15

Al principio nadie los detenía, y era algo con lo que su madre disfrutaba tanto —el gorjeo de su risa cuando doblaban la esquina de un almacén cualquiera y ella le enseñaba todo lo que había robado— que George Harvey reía con ella y, en cuanto veía una oportunidad, la abrazaba mientras ella estaba absorta en su premio más reciente.

Era un respiro para los dos escapar de su padre por la tarde e ir en coche a la ciudad más cercana para conseguir comida y otras provisiones. Eran, en el mejor de los casos, hurgadores de escombros que hacían dinero recogiendo chatarra y botellas viejas que llevaban a la ciudad en la parte trasera de la anticuada furgoneta de Harvey padre.

La primera vez que los pillaron a su madre y a él, la mujer de la caja registradora los trató con benevolencia. «Si puede pagarlo, hágalo. Si no, déjelo en el mostrador tal como está», dijo alegremente, guiñándole un ojo a un George Harvey de ocho años. Su madre sacó de su bolsillo el pequeño frasco de aspirinas y lo dejó en el mostrador con timidez. Puso cara de hundida. «No eres mejor que el niño», le reprendía a menudo el padre de George Harvey.

La amenaza de que los pillaran se convirtió en otro de los miedos de la vida de George Harvey —esa desagradable sensación que se instalaba en la boca de su estómago, como huevos que se baten en un bol—, y por la expresión sombría y la mirada intensa sabía cuándo la persona que se acercaba a ellos por el pasillo era un dependiente del almacén que había visto robando a una mujer.
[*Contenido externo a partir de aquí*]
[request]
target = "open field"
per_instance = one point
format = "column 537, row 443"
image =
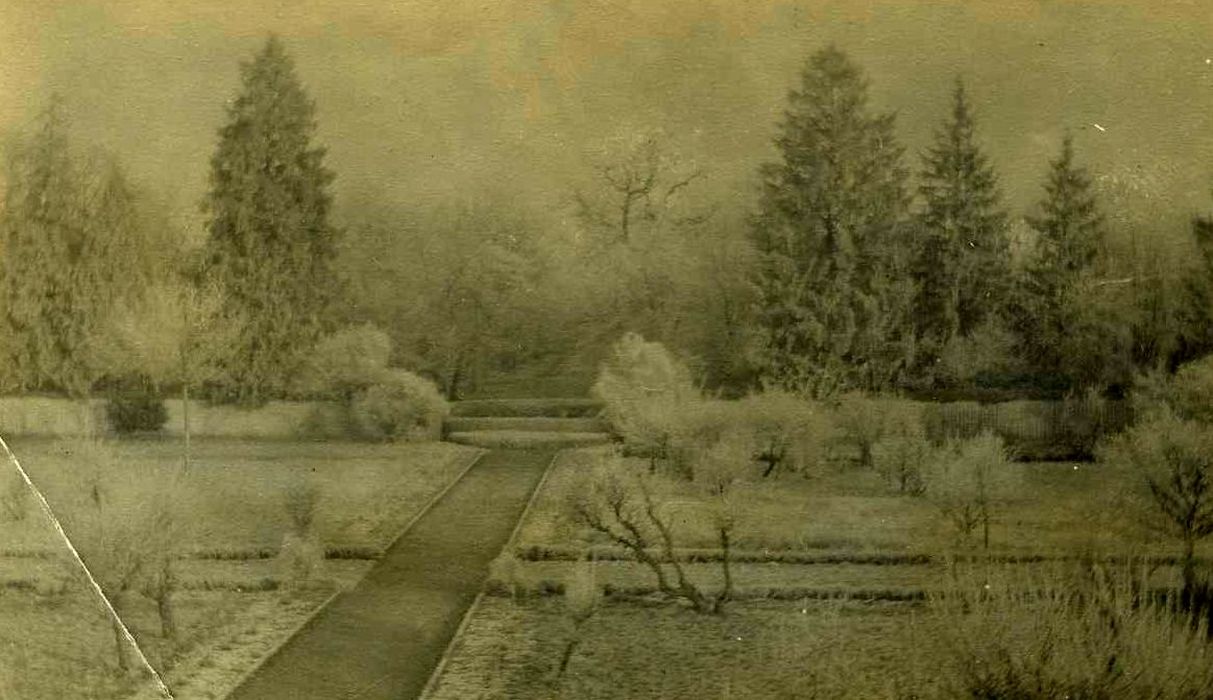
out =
column 231, row 501
column 837, row 585
column 63, row 646
column 234, row 602
column 768, row 649
column 1051, row 508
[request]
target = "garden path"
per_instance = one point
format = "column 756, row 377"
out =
column 383, row 638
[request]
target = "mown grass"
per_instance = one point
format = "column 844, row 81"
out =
column 231, row 500
column 1053, row 510
column 1053, row 631
column 759, row 649
column 63, row 646
column 233, row 598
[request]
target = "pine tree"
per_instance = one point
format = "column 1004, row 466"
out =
column 73, row 248
column 831, row 237
column 1196, row 307
column 271, row 246
column 963, row 255
column 1069, row 235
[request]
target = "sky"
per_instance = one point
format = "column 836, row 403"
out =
column 430, row 101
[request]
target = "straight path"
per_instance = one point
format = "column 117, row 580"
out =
column 382, row 638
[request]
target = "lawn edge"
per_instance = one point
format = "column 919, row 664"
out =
column 265, row 659
column 436, row 675
column 408, row 525
column 294, row 632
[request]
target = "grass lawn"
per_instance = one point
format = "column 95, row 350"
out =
column 233, row 496
column 53, row 647
column 1053, row 508
column 780, row 638
column 57, row 642
column 761, row 649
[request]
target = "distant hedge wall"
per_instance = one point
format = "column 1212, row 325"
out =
column 1034, row 430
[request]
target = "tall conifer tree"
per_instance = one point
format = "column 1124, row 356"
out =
column 1069, row 232
column 831, row 237
column 72, row 248
column 963, row 260
column 271, row 246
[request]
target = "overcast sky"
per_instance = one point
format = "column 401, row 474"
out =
column 426, row 100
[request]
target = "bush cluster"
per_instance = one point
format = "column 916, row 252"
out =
column 1072, row 635
column 135, row 407
column 368, row 399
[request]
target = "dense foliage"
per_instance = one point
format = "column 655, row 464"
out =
column 271, row 246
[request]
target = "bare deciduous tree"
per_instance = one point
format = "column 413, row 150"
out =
column 621, row 501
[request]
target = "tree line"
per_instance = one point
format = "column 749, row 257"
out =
column 850, row 271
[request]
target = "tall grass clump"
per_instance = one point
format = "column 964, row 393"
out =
column 967, row 481
column 1089, row 633
column 903, row 455
column 126, row 525
column 1169, row 453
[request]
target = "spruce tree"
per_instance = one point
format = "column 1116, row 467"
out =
column 1069, row 235
column 831, row 238
column 271, row 246
column 962, row 257
column 73, row 248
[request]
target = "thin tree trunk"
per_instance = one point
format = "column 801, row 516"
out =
column 1189, row 567
column 184, row 421
column 124, row 653
column 168, row 615
column 725, row 553
column 568, row 653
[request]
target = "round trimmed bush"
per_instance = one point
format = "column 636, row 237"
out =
column 400, row 405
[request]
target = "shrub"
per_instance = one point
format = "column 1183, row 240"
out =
column 863, row 421
column 345, row 363
column 13, row 495
column 1078, row 635
column 643, row 387
column 966, row 481
column 1174, row 460
column 135, row 407
column 790, row 433
column 300, row 559
column 302, row 553
column 901, row 457
column 400, row 405
column 987, row 351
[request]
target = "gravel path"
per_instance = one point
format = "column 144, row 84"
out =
column 382, row 638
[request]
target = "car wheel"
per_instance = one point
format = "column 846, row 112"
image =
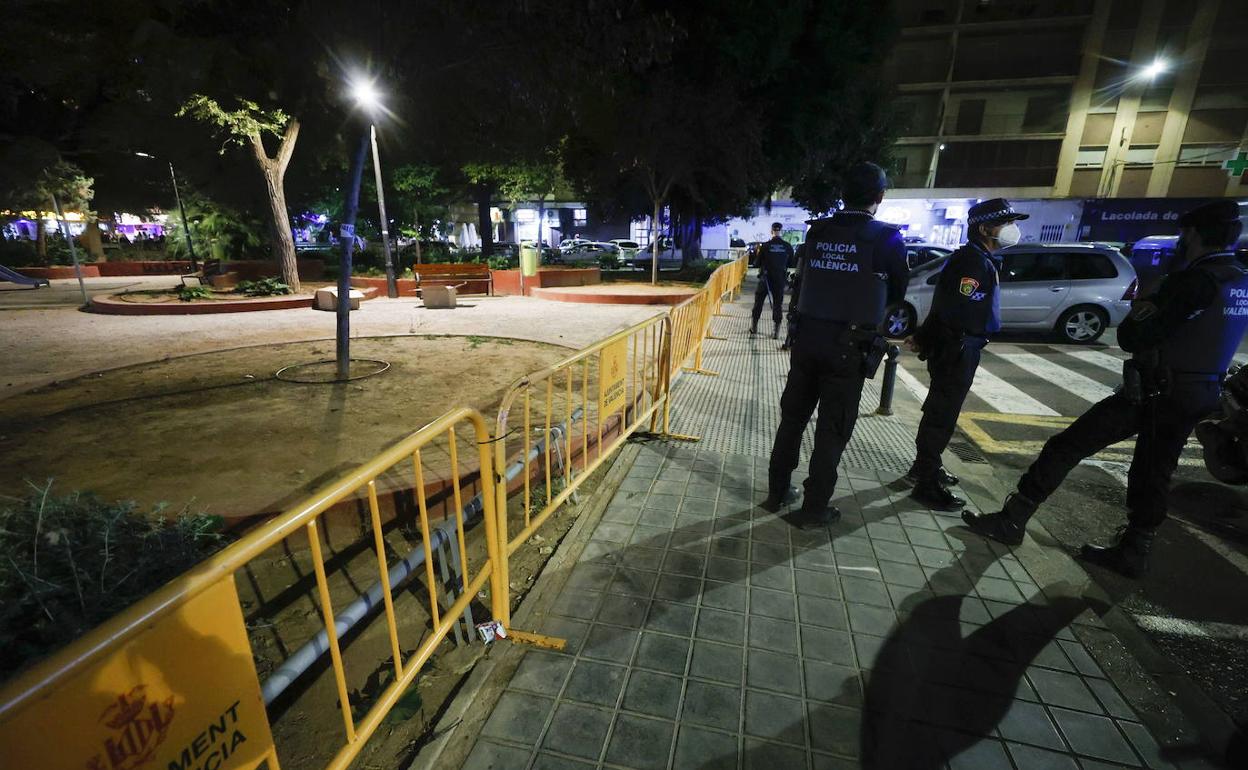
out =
column 1082, row 325
column 899, row 321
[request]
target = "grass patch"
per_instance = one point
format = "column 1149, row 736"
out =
column 70, row 562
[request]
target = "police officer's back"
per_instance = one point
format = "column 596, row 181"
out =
column 966, row 308
column 851, row 268
column 1181, row 340
column 774, row 258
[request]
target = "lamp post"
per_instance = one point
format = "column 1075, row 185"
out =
column 367, row 97
column 181, row 210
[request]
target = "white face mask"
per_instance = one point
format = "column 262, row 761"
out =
column 1010, row 235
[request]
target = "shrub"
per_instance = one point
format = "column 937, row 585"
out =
column 71, row 562
column 265, row 287
column 189, row 293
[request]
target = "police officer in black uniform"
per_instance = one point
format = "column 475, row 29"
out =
column 774, row 260
column 966, row 308
column 851, row 268
column 1181, row 340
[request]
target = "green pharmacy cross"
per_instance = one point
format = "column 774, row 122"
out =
column 1237, row 166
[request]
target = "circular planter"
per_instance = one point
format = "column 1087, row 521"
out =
column 112, row 306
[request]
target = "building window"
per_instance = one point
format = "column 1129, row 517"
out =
column 1204, row 155
column 1090, row 157
column 1141, row 156
column 1051, row 233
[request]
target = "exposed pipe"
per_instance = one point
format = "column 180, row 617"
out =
column 303, row 658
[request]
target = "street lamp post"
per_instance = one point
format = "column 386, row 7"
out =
column 181, row 210
column 367, row 97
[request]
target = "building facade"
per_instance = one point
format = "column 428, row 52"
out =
column 1070, row 100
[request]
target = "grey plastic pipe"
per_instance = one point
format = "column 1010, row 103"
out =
column 306, row 657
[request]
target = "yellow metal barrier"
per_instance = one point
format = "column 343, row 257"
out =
column 568, row 418
column 172, row 678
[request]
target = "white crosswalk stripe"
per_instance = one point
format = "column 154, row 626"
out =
column 912, row 383
column 1062, row 377
column 1005, row 397
column 1098, row 358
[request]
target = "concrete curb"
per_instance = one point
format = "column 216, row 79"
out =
column 457, row 730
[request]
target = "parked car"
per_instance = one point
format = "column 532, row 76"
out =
column 628, row 248
column 1075, row 290
column 921, row 253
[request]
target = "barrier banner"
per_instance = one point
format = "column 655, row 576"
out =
column 612, row 371
column 180, row 695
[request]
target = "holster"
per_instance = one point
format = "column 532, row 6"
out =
column 874, row 351
column 1142, row 381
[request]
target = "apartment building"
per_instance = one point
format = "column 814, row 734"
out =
column 1102, row 116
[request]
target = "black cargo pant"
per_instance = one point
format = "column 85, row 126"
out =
column 1161, row 431
column 826, row 370
column 951, row 377
column 773, row 282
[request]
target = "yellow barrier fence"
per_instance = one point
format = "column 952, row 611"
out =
column 174, row 678
column 564, row 421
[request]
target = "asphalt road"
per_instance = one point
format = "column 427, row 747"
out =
column 1194, row 604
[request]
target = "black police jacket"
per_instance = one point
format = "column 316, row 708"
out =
column 1196, row 320
column 964, row 296
column 774, row 257
column 877, row 261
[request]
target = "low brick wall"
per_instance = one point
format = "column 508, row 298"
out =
column 89, row 271
column 149, row 267
column 508, row 281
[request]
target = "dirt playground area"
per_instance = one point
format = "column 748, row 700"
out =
column 220, row 433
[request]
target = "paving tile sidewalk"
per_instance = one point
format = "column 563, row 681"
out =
column 706, row 633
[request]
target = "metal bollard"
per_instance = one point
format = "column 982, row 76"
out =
column 890, row 378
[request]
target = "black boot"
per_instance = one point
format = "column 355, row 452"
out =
column 942, row 477
column 931, row 494
column 1006, row 526
column 774, row 502
column 1127, row 555
column 815, row 519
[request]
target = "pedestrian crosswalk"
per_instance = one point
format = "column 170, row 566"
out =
column 1032, row 380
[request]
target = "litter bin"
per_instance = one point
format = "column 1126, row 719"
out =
column 529, row 258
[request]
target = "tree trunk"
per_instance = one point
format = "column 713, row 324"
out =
column 91, row 240
column 416, row 220
column 40, row 236
column 280, row 220
column 690, row 240
column 280, row 230
column 654, row 242
column 484, row 225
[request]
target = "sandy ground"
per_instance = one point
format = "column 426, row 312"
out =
column 44, row 345
column 219, row 433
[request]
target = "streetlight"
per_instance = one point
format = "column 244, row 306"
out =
column 181, row 209
column 1157, row 68
column 368, row 99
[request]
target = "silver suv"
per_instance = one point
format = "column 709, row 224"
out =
column 1073, row 290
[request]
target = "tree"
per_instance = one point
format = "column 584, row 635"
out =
column 421, row 194
column 736, row 100
column 248, row 124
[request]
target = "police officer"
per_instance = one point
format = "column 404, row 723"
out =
column 853, row 268
column 966, row 308
column 774, row 260
column 1181, row 340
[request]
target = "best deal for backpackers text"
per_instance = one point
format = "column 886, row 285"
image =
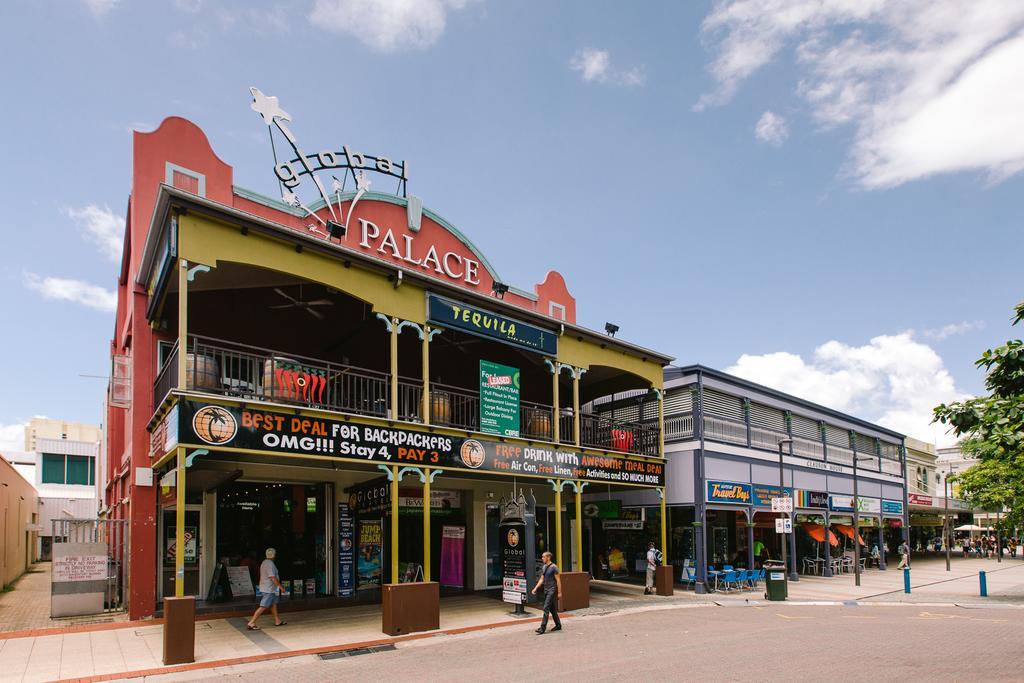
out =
column 232, row 427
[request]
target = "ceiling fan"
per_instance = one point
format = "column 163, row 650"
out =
column 303, row 305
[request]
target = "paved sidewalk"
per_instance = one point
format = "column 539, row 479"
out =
column 28, row 606
column 132, row 647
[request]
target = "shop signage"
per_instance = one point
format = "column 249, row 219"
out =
column 892, row 507
column 602, row 509
column 728, row 492
column 622, row 524
column 812, row 499
column 515, row 530
column 371, row 559
column 762, row 495
column 868, row 505
column 499, row 399
column 456, row 315
column 346, row 549
column 282, row 432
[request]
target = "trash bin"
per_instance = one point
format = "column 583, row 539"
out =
column 775, row 582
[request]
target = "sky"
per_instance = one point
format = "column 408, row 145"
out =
column 823, row 197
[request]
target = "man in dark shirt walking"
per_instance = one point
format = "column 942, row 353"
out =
column 552, row 583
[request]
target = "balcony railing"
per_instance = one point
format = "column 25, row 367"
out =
column 229, row 369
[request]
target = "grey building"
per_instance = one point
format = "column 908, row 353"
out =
column 723, row 453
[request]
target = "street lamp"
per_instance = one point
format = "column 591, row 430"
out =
column 781, row 492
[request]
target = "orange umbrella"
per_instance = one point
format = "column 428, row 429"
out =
column 847, row 530
column 817, row 531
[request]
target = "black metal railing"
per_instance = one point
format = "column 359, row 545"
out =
column 230, row 369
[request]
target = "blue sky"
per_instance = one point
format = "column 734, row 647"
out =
column 825, row 200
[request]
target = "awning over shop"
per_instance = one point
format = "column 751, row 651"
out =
column 817, row 531
column 848, row 532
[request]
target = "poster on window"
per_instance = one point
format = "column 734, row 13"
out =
column 346, row 550
column 453, row 555
column 371, row 561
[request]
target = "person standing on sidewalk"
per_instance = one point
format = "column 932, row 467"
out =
column 269, row 586
column 552, row 583
column 653, row 559
column 904, row 556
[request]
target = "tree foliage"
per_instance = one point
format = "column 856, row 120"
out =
column 991, row 429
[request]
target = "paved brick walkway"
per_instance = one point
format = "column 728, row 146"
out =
column 28, row 606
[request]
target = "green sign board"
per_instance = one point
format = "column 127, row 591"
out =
column 499, row 399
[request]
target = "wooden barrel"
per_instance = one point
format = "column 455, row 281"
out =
column 202, row 372
column 440, row 408
column 539, row 424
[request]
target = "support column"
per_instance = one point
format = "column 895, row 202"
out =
column 579, row 553
column 558, row 520
column 826, row 571
column 394, row 372
column 426, row 383
column 555, row 426
column 179, row 523
column 426, row 523
column 394, row 522
column 576, row 406
column 750, row 542
column 882, row 545
column 182, row 324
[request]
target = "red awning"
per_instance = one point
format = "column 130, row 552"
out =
column 817, row 531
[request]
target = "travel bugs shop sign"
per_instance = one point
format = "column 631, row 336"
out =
column 283, row 432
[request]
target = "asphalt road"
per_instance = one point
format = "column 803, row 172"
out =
column 743, row 643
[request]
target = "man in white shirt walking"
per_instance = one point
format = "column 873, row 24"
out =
column 270, row 588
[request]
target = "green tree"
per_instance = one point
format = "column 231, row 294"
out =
column 991, row 429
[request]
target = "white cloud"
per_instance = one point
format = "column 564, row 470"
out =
column 77, row 291
column 771, row 129
column 953, row 329
column 929, row 86
column 893, row 380
column 100, row 226
column 12, row 436
column 100, row 7
column 595, row 67
column 387, row 26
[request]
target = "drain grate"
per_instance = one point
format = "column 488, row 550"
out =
column 356, row 652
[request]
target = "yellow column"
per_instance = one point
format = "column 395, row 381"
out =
column 579, row 562
column 426, row 524
column 182, row 324
column 660, row 428
column 558, row 522
column 394, row 524
column 394, row 369
column 179, row 525
column 554, row 407
column 576, row 406
column 426, row 378
column 665, row 531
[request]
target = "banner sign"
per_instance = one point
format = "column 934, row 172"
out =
column 892, row 507
column 453, row 556
column 869, row 505
column 371, row 560
column 346, row 549
column 812, row 499
column 762, row 495
column 729, row 492
column 456, row 315
column 282, row 432
column 499, row 399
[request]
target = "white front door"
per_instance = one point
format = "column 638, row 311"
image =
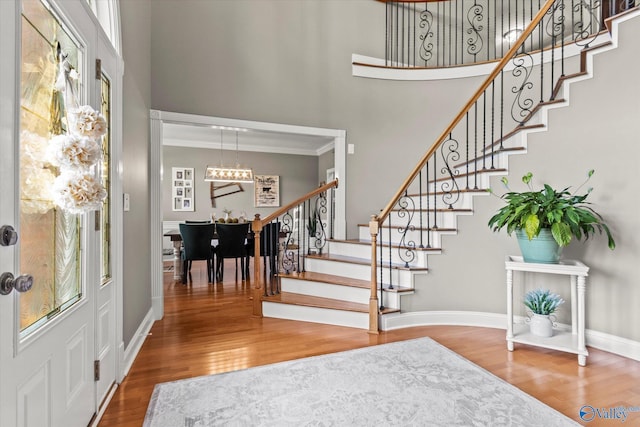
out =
column 47, row 334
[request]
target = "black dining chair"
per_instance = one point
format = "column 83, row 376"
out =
column 196, row 241
column 269, row 242
column 231, row 244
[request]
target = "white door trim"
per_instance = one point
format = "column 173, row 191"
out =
column 159, row 117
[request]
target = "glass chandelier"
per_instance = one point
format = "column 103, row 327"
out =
column 228, row 174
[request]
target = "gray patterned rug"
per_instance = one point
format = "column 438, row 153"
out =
column 409, row 383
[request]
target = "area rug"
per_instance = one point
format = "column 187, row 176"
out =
column 409, row 383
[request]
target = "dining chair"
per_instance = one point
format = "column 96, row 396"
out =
column 196, row 240
column 231, row 244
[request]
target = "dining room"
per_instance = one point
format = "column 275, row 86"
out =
column 283, row 166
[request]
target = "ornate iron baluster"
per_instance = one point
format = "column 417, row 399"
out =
column 474, row 18
column 449, row 153
column 406, row 247
column 288, row 254
column 426, row 47
column 586, row 32
column 522, row 104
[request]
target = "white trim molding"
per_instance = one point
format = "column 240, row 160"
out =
column 131, row 352
column 602, row 341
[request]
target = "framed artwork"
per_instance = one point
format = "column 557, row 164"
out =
column 267, row 191
column 182, row 189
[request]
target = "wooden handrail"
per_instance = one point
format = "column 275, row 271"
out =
column 497, row 70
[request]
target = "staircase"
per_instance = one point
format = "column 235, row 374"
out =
column 334, row 287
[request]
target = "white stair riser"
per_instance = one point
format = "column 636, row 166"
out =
column 357, row 271
column 337, row 292
column 325, row 290
column 364, row 252
column 315, row 315
column 442, row 218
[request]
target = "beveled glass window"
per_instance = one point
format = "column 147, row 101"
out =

Ella entonces empezaba a pasarle las cosas que había robado para que se las escondiera por el cuerpo, y él lo hacía porque ella quería que lo hiciera. Si lograban escapar en la furgoneta, ella sonreía y golpeaba el volante con las palmas, llamándolo su pequeño cómplice, y la cabina se llenaba por un rato de su desenfrenado e impredecible amor. Y hasta que éste se atenuaba y veían a un lado de la carretera algún objeto que brillaba y del que tendrían que estudiar lo que su madre llamaba sus «posibilidades», él se sentía libre. Libre y eufórico.

Recordaba el consejo que le había dado ella la primera vez que, al recorrer un tramo de la carretera de Texas, habían visto a un lado del camino una cruz de madera blanca. Alrededor de ella había ramos de flores frescas y muertas, y su ojo de hurgador de escombros se había visto inmediatamente atraído por los colores.

—Tienes que ser capaz de mirar más allá de los muertos —dijo su madre—. A veces encuentras baratijas interesantes que llevarte.

Aun entonces, él se dio cuenta de que eso no estaba bien. Los dos bajaron de la furgoneta y se acercaron a la cruz, y los ojos de su madre cambiaron y se convirtieron en los dos puntos negros que él estaba acostumbrado a ver cuando buscaban algo. Ella encontró un colgante en forma de ojo y otro en forma de corazón, y los sostuvo en alto para que él los viera.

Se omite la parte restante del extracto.